Quarta trasposizione cinematografica del ben noto romanzo di Francis Scott Fitzgerald dopo la più famosa versione con protagonista Mr. Redford (e sceneggiata da Coppola). Chiarito il contesto in cui si sviluppa e prende vita l’opera del regista “Australia-no”, viene inevitabilmente da domandarsi se effettivamente la necessità di un nuovo adattamento fosse veramente così impellente. La risposta al quesito, ovviamente, ce la suggerisce la pellicola stessa: “NO!”
Ma è un altro l’interrogativo su cui si impernia l’intera opera e la cui soluzione ci viene fornita a piccole dosi durante le quasi due ore e mezza di film: “Chi è Gatsby?” Tutti ne parlano, i più abbienti lo invidiano, la gente bene lo ama a tal punto da odiarlo, ma nessuno, alla fine, lo conosce veramente, sa che faccia abbia, o quali segreti nasconda. E che importa? Tanto alle grandiose feste che il “big one” organizza nella sua umile e modesta dimora ci vanno comunque! Magari, poi, non lo riconoscono nemmeno se si ritrovano a sorseggiare sofisticatissimi drink fianco a fianco, però, l’importante è esserci!
La campagna pubblicitaria, che ha eccessivamente accompagnato la pellicola fino al suo tanto atteso debutto nelle sale di tutto il globo, ha fatto della magnificenza visiva e della grandiosità delle scenografie il proprio cavallo da battaglia. Nulla da dire su questo: la prima metà dell’opera altro non è che un continuo susseguirsi di party in pieno stile anni Venti, la tanto amata età del Jazz! Ho detto “Jazz”?! Volevo dire “Rap”! Mossa azzardata quella del regista e, secondo il parere di chi scrive a cui l’originalità di ambientazioni anacronistiche solitamente piace, totalmente fuori luogo: ehi, Baz, “vecchio mio”, hai toppato alla grande (di nuovo)!
Alla fine, di tutto questa maestosità visiva, eccessiva e gonfiata fino a scoppiare, di queste scene così pop e allo stesso tempo barocche, non resta nulla e, anzi, finiscono solo per stancare lo spettatore, che rimane piuttosto freddo e inerme davanti a questa sconfinata vacuità.
Poi, d’improvviso, le feste finiscono, Gatsby si palesa e manifesta le sue più antiche passioni mosse da un profondo sentimento d’amore per la biondissima e innamoratissima Daisy. Piccolo particolare: è spostata con un magnate tanto ricco quanto infedele. Questa è la trama, nulla di più: il solito triangolo amoroso, insomma, che finisce inevitabilmente per annoiare.
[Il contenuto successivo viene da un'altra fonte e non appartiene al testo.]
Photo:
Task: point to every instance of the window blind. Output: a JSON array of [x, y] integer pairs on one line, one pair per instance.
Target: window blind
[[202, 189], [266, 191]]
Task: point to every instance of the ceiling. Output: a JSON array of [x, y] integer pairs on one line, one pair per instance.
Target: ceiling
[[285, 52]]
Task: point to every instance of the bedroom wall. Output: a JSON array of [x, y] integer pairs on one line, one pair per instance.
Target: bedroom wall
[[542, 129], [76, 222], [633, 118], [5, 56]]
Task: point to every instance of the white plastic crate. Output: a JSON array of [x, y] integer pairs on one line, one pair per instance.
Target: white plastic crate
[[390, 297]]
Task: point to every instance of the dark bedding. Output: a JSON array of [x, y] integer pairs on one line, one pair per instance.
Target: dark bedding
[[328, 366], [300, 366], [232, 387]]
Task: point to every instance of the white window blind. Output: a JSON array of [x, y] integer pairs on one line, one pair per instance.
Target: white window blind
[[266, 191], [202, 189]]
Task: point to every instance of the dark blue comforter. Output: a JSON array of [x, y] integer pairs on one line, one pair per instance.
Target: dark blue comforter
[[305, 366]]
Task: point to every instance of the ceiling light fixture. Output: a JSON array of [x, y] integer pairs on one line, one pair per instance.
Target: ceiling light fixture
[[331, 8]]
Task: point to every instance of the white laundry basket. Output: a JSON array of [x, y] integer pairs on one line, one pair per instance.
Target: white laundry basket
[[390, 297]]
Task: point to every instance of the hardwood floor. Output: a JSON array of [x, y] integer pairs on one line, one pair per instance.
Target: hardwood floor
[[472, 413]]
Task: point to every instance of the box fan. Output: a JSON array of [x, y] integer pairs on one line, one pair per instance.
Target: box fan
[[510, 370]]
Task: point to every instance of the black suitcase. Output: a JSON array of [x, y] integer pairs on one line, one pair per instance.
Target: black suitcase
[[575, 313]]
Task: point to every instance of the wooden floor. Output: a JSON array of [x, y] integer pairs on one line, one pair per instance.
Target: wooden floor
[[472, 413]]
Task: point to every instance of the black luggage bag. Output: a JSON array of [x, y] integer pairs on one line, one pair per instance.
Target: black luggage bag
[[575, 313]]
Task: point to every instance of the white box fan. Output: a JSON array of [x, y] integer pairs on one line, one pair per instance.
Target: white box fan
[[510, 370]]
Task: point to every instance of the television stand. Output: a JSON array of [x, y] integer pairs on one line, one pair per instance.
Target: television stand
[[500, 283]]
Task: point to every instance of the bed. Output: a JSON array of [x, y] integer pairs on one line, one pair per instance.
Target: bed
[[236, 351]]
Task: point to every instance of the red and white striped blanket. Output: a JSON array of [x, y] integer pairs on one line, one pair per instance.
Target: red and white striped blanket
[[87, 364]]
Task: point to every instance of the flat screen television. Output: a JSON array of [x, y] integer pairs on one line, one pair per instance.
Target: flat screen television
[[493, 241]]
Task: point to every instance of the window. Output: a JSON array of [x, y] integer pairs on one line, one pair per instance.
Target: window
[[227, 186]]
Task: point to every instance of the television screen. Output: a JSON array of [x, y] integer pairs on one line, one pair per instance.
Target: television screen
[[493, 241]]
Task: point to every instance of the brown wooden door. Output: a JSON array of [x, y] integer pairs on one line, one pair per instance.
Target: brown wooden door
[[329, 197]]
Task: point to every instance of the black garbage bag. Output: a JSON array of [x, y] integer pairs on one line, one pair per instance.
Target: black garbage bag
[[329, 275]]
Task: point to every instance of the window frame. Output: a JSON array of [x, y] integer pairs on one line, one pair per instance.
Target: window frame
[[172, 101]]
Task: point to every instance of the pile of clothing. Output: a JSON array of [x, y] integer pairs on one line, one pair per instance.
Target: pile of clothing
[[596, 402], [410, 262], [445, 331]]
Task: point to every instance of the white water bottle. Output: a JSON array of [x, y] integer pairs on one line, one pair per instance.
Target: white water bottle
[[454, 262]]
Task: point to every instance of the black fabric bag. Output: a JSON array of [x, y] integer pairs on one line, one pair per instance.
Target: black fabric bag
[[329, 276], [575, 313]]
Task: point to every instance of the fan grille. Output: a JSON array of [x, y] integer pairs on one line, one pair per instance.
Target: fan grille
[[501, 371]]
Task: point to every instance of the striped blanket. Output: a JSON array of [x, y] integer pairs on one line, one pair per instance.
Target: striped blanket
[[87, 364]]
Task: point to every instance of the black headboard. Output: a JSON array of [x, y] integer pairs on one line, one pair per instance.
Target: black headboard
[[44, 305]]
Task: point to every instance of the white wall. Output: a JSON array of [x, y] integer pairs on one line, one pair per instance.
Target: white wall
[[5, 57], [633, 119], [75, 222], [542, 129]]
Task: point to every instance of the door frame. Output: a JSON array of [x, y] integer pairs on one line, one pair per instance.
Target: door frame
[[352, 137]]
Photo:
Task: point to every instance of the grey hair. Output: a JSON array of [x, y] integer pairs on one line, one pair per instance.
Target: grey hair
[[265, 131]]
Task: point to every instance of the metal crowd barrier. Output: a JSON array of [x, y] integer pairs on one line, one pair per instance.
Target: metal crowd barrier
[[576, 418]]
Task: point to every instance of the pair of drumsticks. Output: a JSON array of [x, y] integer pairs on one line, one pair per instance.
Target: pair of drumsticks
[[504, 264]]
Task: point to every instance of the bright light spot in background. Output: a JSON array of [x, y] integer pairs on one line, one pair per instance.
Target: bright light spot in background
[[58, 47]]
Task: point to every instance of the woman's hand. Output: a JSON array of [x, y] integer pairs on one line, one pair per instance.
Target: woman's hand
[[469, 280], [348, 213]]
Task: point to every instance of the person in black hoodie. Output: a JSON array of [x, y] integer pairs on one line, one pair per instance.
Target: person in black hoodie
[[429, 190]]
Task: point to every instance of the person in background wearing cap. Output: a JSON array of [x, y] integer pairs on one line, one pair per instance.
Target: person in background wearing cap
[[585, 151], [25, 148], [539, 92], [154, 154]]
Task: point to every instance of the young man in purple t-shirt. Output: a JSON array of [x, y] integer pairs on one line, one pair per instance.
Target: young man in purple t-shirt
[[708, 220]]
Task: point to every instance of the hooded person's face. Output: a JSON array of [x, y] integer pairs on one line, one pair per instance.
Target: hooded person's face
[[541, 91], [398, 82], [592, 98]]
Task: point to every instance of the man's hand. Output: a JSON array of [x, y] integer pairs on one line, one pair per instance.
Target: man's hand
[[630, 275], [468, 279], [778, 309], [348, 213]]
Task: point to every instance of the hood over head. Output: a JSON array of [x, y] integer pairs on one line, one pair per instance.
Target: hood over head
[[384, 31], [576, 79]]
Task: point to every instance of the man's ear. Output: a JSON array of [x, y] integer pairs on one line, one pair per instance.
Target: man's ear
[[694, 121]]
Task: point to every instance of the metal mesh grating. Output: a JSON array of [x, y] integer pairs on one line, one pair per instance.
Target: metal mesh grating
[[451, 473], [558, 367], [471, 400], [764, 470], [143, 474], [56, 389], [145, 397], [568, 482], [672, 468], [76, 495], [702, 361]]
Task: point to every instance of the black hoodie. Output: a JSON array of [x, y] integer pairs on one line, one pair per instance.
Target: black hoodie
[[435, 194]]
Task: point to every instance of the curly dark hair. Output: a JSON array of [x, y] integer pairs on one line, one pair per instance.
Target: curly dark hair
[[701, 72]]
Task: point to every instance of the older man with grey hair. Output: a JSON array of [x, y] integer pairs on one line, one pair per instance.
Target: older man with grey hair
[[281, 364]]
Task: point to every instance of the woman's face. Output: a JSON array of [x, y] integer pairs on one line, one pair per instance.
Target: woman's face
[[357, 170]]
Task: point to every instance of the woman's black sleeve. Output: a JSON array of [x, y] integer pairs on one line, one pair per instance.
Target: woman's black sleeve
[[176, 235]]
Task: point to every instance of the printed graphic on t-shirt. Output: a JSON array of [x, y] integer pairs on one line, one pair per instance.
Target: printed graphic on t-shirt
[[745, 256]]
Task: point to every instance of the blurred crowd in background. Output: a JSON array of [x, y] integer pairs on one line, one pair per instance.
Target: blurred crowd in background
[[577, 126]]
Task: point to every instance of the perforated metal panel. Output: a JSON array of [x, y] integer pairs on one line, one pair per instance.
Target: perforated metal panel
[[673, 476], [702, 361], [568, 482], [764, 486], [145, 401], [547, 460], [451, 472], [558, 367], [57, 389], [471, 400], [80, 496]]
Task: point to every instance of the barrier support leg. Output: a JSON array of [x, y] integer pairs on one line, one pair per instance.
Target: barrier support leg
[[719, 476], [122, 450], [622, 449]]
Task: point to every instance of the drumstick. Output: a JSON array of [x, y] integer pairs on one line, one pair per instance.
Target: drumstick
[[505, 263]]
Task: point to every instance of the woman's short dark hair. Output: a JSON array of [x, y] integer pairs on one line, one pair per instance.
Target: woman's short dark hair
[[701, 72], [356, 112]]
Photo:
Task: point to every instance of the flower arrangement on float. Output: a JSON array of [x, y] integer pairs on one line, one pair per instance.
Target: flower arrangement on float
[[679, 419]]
Chi ci racconta la storia nelle vesti di un narratore onnisciente e onnipresente è Nick Carraway, forse l’unico uomo che sia riuscito davvero a scavare fino in fondo nell’animo del misterioso Gatsby e che, pertanto, può ritenersi a pieno titolo suo vero amico. Ed è proprio il medico della clinica in cui è ricoverato, schiavo dell’alcool e ormai con i nervi a pezzi, che lo invita a narrare le sue memorie ed esperienze legate al personaggio di Gatsby. Questo è il collante che tiene insieme i frammenti che compongono il film, l’espediente ideato da regista e sceneggiatori, che si reputano geniali, ma che invece non hanno fatto altro che tradire l’opera originale di Fitzgerald.
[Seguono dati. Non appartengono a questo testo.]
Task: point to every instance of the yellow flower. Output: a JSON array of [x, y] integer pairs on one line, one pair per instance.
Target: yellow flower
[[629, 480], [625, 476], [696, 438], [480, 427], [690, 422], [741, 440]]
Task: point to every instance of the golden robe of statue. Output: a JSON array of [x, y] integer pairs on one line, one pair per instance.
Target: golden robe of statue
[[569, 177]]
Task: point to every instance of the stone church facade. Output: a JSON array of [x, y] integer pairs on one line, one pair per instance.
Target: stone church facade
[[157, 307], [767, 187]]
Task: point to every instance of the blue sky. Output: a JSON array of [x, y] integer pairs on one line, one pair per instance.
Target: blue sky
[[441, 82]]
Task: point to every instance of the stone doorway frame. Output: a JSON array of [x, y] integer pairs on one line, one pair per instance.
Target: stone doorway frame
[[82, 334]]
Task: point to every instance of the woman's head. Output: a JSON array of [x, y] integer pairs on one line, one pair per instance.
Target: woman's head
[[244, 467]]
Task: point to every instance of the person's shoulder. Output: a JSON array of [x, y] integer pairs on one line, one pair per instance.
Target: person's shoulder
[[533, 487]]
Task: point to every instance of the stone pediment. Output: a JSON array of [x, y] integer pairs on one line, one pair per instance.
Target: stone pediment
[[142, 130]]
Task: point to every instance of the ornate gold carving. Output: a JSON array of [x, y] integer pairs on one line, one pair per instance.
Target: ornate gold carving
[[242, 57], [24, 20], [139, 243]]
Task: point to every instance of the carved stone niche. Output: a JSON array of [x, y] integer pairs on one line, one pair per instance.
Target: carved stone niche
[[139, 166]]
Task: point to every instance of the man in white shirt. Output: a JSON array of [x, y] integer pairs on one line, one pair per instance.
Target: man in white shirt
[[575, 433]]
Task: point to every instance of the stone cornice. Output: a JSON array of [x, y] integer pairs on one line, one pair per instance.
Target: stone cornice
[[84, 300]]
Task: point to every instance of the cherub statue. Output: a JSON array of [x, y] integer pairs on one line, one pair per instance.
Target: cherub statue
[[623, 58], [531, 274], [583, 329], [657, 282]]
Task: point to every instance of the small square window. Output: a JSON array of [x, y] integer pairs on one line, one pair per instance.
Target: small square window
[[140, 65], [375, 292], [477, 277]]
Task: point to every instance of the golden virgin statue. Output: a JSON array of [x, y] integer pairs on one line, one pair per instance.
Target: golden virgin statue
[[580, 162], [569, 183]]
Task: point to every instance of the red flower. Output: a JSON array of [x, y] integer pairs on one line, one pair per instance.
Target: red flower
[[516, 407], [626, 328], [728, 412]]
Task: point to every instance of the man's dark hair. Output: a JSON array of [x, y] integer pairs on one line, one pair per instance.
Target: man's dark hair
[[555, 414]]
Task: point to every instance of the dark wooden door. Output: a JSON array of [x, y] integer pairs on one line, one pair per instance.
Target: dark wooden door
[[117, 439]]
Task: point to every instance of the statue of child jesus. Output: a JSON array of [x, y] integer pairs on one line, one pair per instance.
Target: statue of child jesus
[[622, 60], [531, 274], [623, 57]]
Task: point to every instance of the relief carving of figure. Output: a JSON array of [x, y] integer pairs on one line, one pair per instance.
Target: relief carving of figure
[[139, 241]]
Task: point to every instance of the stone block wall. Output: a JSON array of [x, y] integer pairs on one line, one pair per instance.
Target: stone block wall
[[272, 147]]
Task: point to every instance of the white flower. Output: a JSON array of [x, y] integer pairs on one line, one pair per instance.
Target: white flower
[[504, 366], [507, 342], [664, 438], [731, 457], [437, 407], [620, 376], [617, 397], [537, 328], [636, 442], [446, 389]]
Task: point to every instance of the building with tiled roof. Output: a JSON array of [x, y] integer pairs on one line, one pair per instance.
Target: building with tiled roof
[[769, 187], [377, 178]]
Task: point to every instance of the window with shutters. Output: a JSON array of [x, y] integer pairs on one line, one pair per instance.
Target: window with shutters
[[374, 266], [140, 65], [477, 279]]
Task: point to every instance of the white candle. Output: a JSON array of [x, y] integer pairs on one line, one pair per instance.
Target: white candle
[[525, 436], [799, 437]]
Se poi pensiamo che i personaggi sarebbero dovuti essere la ciliegina sulla torta di un opera colossale come quella in questione, il fallimento è ancora più grande. Escluso il caro vecchio Tobey, magistrale nell’impersonare la voce narrante del film, amico d’infanzia tra l’altro di Leo (coincidenza?), le performance di un cast da milioni di dollari sono tutt’altro che memorabili. Anche Mr. Di Caprio, con la sua poco originale interpretazione di J.G., si mantiene fedele ai suoi cliché e stereotipi, nulla aggiungendo a quanto già visto nella rappresentazione degli altri personaggi di altre sue opere recenti (di ben altro livello, se mi è concesso). Stesso discorso per Carey Mulligan e Joel Edgerton, rispettivamente Daisy e Tom Buchanan; se volete apprezzare veramente il loro (indiscusso) talento, le pellicole su cui fare riferimento sono altre.
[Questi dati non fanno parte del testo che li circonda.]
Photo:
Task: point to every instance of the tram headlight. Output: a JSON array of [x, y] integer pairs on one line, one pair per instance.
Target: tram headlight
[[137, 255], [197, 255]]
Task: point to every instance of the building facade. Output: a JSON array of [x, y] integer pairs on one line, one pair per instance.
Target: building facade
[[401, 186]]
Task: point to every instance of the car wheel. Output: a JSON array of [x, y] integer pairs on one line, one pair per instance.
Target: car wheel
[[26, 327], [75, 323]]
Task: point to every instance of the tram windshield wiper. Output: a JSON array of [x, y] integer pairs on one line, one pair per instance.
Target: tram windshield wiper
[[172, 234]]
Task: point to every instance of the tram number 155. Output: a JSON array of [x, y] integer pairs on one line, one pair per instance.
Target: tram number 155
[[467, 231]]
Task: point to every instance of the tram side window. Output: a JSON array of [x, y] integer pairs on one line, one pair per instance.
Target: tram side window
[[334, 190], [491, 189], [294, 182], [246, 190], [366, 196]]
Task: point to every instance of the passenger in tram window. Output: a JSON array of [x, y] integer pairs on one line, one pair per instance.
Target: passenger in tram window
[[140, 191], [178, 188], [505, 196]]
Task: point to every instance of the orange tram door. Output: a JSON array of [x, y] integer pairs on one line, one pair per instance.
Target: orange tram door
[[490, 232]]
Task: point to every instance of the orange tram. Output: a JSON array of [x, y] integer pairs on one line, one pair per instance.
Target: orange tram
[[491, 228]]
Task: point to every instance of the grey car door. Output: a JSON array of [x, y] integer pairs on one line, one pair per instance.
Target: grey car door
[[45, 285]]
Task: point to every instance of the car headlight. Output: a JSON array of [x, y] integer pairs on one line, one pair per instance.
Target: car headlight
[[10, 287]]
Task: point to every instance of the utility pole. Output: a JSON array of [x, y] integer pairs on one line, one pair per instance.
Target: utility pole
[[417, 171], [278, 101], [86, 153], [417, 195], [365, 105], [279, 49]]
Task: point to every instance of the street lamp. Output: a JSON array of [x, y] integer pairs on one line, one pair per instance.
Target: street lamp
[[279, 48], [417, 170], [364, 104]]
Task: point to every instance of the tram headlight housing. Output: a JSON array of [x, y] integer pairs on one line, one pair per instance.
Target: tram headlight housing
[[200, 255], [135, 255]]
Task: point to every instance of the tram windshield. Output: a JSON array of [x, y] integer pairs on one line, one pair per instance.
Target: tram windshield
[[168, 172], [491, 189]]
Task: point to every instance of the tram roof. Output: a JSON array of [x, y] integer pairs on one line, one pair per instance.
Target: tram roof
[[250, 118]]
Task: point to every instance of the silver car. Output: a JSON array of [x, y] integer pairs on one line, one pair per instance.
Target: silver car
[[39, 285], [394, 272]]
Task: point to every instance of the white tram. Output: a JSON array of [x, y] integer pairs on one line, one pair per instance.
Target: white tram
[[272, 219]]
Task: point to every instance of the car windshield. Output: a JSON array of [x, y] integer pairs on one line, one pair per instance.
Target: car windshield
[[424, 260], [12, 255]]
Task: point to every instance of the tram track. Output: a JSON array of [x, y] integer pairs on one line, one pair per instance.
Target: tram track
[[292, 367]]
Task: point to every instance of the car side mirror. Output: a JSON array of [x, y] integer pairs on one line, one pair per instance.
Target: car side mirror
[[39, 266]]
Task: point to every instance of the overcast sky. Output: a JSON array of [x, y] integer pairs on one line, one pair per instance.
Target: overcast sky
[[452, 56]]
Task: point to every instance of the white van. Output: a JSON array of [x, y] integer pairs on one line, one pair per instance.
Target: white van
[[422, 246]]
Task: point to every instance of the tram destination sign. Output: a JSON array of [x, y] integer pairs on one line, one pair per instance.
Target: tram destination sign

Unica nota positiva, quei pochi stralci dell’opera cartacea dell’autore letterario che, di tanto in tanto, riempiono anche lo schermo e risuonano profonde nel vuoto creato da Luhrmann, conferendo al film un tono più solenne e serioso. A questo punto perché non (ri)leggere il libro invece di assistere impotenti a questo fallimento cinematografico?